Покои мои едва ли можно было назвать роскошными, однако я жил и в худших условиях, меня, по крайней мере, не бросили в какое-нибудь темное подземелье. Я постарался, чтобы Страбон не заметил никаких признаков того, что я доволен или покорился, но, похоже, его абсолютно не интересовало, что у меня на уме.

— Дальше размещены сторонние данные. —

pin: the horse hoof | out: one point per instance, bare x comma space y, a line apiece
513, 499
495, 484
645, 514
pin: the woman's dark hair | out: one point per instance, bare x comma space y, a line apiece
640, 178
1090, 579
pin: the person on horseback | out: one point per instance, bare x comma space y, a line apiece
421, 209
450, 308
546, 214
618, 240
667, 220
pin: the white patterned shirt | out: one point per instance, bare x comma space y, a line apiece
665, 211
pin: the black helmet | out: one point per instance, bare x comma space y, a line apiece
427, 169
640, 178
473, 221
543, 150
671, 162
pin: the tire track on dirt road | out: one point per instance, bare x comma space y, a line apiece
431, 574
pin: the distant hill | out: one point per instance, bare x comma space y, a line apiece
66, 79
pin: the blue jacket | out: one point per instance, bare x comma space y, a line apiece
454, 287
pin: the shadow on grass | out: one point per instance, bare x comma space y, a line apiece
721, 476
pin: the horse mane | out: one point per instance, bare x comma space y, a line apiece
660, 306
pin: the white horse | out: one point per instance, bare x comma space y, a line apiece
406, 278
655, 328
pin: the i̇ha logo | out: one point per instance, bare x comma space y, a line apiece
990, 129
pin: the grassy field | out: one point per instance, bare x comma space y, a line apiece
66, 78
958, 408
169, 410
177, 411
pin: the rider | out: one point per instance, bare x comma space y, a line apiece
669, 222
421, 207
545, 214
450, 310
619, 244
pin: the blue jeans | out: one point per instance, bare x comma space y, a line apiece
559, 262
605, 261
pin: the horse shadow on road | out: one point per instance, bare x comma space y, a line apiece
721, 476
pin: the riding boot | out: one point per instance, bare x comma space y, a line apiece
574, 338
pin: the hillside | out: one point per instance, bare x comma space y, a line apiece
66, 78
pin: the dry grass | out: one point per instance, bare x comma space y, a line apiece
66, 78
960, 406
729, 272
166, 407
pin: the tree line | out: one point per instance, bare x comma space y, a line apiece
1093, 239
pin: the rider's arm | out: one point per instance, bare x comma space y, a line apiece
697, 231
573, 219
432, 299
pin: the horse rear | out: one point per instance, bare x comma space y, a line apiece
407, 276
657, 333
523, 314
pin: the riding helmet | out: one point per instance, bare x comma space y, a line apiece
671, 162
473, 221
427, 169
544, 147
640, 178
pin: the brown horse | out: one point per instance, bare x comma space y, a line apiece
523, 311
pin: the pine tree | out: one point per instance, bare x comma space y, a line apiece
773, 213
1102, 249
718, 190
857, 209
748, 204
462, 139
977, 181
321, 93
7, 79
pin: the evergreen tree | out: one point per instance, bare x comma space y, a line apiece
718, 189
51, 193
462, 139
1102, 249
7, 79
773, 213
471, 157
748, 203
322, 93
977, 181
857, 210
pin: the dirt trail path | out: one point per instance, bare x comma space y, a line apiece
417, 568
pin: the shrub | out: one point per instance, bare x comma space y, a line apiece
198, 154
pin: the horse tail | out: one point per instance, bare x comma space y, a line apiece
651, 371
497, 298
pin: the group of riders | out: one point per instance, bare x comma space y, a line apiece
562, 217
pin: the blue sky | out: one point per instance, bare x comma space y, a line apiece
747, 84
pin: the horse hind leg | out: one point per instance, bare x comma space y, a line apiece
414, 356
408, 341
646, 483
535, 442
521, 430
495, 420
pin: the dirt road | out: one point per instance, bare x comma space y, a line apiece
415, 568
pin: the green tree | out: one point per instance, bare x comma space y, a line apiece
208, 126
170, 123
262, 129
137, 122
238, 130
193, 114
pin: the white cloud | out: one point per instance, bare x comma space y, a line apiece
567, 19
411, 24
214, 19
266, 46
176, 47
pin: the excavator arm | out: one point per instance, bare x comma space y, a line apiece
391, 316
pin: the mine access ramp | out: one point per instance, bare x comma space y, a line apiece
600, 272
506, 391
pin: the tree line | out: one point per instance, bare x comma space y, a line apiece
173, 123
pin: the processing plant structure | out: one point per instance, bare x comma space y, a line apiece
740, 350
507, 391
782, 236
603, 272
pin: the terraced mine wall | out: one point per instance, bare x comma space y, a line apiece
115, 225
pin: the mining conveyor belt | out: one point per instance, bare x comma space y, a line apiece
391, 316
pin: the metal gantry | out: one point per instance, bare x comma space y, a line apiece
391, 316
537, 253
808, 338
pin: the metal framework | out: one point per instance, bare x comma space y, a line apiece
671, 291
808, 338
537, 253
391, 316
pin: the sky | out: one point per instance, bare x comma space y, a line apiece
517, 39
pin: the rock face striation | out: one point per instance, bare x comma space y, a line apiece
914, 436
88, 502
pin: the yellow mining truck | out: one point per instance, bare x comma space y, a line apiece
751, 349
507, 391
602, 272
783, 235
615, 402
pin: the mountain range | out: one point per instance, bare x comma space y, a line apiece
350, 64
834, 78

— Надеюсь, тебе понравится здесь, принцесса, — сказал он. — Я очень на это надеюсь. Полагаю, твое новое жилище будет доставлять тебе — а частенько и мне тоже — такое удовольствие, что ты еще очень долго захочешь жить в этих покоях.
3
Да я и сам прекрасно понимал, что Страбон не собирается отпускать меня на свободу, даже если Теодорих покорно выполнит все его требования. Я знал это наверняка, потому что Страбон поделился со мной сокровенной тайной и нельзя было допустить, чтобы я ее кому-нибудь еще разболтал. Во время нашей первой встречи он признался, что не любит и презирает собственного сына и наследника, поэтому пребывание Рекитаха при дворе в Константинополе всего лишь уловка. Император Зенон полагает, что, держа молодого человека в заложниках, может манипулировать его отцом-королем, однако он заблуждается. Если бы я открыл Зенону правду, он наверняка лишил бы остроготов Страбона своей милости и приблизил бы к себе остроготов Теодориха или даже помог бы возвыситься какому-нибудь ничтожному королю другого германского племени. Поэтому отпускать меня ни в коем случае было нельзя.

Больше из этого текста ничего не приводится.